Plans to introduce a £20 million computerised smartcard payment system for West Midlands bus passengers should be put on hold for the forseeable future, according to the politician responsible for overseeing the initiative.
Len Clark, the lead member for buses on the Passenger Transport Authority, said there was no business case for the smartcards and he feared the system would put additional costs on to council tax bills.
His comments came after a WMPTA scrutiny committee highlighted a number of difficulties with smartcards, which Centro wants to introduce across the region in 2007.
T he committee report pointed out that there is currently no manufacturer able to provide the "off the shelf" technology needed to scan the cards of passengers as they get on and off buses.

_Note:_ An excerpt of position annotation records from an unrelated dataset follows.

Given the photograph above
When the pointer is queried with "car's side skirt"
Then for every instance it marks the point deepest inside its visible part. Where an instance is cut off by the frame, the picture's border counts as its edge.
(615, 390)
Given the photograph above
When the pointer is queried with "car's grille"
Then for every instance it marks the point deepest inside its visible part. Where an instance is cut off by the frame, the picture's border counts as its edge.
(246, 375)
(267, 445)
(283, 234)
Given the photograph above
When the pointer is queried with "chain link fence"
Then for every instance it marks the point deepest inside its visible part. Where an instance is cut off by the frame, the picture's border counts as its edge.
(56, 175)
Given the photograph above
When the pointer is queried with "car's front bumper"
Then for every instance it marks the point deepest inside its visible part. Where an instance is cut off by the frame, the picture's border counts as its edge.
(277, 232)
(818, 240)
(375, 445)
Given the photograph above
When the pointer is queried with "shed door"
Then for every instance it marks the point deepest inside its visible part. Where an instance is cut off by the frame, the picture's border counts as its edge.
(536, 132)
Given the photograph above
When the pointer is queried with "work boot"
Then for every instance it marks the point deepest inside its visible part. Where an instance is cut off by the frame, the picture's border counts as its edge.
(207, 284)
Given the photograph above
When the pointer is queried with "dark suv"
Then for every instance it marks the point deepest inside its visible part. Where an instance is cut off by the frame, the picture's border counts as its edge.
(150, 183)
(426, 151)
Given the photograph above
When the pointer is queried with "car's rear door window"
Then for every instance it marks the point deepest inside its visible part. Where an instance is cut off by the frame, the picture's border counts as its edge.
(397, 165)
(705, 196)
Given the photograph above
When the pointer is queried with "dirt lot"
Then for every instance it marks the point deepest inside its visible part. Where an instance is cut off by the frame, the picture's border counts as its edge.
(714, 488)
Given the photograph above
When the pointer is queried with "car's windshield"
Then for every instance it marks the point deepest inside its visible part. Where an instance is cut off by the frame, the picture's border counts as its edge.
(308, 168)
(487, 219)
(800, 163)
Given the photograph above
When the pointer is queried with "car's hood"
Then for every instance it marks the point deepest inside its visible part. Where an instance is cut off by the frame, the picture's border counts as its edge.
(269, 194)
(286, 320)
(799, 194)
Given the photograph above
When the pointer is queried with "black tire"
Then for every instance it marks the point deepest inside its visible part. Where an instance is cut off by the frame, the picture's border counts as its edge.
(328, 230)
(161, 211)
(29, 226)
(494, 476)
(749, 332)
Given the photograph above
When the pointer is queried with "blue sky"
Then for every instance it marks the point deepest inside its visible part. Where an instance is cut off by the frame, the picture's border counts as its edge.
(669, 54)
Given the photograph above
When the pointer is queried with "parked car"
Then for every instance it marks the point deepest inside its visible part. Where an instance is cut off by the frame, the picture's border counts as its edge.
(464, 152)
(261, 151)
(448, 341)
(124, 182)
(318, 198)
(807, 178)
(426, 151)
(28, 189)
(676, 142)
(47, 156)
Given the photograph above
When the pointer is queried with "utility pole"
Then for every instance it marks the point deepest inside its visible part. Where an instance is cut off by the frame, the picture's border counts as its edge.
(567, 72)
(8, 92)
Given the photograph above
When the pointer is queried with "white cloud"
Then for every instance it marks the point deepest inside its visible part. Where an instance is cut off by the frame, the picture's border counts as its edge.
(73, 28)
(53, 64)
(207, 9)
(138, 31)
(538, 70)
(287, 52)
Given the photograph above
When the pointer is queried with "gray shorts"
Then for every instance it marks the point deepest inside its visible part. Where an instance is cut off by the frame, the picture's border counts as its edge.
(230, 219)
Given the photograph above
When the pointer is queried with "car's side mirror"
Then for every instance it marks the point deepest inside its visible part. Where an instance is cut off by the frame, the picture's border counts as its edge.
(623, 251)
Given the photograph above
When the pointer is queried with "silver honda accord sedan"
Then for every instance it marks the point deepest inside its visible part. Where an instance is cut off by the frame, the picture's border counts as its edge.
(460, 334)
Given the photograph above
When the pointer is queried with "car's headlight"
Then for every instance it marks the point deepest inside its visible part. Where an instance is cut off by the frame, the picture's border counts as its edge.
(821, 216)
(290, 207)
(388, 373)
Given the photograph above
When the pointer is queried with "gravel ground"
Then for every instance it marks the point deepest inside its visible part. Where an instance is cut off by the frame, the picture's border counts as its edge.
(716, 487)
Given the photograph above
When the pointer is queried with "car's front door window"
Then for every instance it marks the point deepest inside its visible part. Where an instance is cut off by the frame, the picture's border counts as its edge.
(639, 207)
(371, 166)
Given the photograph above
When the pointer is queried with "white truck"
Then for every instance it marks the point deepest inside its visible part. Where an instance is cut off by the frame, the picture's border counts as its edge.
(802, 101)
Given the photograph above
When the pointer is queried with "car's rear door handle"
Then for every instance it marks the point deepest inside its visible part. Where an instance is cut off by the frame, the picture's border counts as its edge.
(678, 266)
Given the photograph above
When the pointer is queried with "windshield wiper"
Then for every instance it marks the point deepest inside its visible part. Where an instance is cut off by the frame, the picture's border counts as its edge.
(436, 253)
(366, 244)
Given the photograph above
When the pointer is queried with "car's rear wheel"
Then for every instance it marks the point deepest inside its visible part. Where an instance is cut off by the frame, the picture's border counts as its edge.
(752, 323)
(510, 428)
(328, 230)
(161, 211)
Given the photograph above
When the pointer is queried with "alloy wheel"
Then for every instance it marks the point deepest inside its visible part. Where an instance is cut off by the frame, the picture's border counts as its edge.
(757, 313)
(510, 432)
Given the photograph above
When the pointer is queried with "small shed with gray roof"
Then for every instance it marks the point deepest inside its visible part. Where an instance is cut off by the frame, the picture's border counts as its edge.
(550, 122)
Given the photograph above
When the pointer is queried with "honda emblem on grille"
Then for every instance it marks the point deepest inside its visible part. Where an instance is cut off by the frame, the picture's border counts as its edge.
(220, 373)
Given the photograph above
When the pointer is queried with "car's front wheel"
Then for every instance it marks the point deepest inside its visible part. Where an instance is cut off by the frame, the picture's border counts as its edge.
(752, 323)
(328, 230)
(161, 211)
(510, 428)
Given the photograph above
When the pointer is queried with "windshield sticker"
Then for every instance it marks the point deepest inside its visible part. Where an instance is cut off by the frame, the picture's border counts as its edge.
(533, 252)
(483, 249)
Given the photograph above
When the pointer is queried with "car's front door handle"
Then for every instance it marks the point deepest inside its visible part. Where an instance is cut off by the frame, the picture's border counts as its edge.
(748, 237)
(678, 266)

The report also conceded that the scheme would not warrant a business case that would attract Government funding and there could be significant costs to the public sector. The only source of funding would be through borrowing by the seven West Midlands Councils.
Coun Clark (Con Birmingham Quinton) said: "In principle, the introduction of smart card system is to be welcomed but sorting out the fundamentals is a prerequisite to committing any public money. Centro haven't done that.
"At the moment we haven't even designed a system that meets the legal and technical requirements and the cost requirements.
"Until we have agreement with the operators to introduce a model that works we ought to be cautious and not be making grand public statements that we cannot deliver on.
"We should not be introducing smartcards simply because it is a good idea. We have to have a business case and we haven't got one."
Coun Clark claimed that Labour councillors were attempting to steamroller the issue through the Passenger Transport Authority.
Coun Clark said: "This is part of the cost of having a coalition running the PTA. Labour want smartcards as soon as possible but the Conservatives are much more circumspect.
"My fear is that the costs will spiral and that the system will not make buses more attractive for passengers.
"In fact, it may have the opposite effect since most buses have single entrances and it would be difficult for people getting on and off at the same time to be scanned.
"It would lengthen journey times because the buses would have to stop longer," Mr Clark added.
A Centro spokesman said: "We are looking at funding options which will then be presented for members to decide the best way forward."